Unternehmen, die sich um diese Bereiche kümmern, schneiden in der Regel auch wirtschaftlich besser ab. Geht man davon aus, dass eine vorbildliche und konsequente Unternehmensführung für eine gut entwickelte soziale Intelligenz einer Organisation spricht, kann man folgern, dass sich aus eben dieser Rückschlüsse über den künftigen wirtschaftlichen Erfolg eines Unternehmens ziehen lassen.
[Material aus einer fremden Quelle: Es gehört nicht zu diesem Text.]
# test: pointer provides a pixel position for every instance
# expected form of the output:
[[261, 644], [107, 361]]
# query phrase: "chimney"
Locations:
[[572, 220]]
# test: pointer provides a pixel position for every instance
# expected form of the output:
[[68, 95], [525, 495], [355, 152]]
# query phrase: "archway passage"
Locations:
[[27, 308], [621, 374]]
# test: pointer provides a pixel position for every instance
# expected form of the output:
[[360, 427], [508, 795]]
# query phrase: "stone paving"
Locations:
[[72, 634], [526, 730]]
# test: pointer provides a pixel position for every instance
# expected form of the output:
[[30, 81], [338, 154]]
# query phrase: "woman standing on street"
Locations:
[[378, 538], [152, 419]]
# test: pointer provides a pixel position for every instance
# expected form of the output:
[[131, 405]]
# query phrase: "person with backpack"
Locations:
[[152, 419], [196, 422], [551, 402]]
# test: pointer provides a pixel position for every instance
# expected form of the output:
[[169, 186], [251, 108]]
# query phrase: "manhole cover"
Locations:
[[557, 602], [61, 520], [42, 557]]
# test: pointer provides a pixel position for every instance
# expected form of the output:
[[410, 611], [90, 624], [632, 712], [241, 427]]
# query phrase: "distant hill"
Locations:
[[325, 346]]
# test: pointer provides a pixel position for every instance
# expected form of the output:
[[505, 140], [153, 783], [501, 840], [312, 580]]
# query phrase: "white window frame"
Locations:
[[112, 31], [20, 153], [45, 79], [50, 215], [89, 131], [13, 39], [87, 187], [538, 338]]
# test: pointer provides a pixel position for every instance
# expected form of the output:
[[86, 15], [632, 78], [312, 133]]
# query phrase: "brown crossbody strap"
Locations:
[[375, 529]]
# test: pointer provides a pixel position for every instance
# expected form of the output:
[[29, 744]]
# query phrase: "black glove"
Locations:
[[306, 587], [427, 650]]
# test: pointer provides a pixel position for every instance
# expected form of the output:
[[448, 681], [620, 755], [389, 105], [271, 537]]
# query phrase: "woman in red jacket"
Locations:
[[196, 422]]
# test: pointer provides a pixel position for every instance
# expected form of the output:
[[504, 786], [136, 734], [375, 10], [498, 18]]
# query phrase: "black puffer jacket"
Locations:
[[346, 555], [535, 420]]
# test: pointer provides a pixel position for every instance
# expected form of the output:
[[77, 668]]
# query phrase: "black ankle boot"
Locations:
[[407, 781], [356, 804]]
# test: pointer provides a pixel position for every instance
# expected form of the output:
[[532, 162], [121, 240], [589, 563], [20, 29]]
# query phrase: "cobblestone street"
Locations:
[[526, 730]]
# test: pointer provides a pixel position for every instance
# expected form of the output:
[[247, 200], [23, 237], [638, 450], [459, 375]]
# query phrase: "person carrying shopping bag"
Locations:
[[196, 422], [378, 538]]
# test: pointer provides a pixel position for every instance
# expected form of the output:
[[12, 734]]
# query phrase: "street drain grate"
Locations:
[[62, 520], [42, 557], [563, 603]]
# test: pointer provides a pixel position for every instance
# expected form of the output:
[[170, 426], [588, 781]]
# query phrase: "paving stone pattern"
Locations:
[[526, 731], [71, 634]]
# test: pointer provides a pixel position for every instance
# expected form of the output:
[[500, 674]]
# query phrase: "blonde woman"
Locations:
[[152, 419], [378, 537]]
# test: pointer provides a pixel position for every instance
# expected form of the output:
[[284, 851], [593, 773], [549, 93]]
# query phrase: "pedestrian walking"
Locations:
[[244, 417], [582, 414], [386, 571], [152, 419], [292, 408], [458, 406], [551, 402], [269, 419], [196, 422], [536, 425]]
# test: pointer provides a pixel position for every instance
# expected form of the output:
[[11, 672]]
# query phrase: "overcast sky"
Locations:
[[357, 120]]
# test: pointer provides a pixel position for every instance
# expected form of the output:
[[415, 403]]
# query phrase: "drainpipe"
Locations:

Sie gehen also davon aus, dass Ihre Thesen nicht nur für Kleingruppen gelten?

Malone Familien, Unternehmen, aber auch Städte - alle diese Einheiten besitzen eine kollektive Intelligenz. Aber je größer menschliche Gruppen werden, desto weniger hängen sie von den Fähigkeiten ihrer einzelnen Mitglieder ab. Daraus ließe sich schließen, dass ein zu schnelles Wachstum einer Gruppe deren Erfolg hemmen kann. Andererseits vermuten wir, dass der technische Fortschritt diesen Effekt minimieren kann.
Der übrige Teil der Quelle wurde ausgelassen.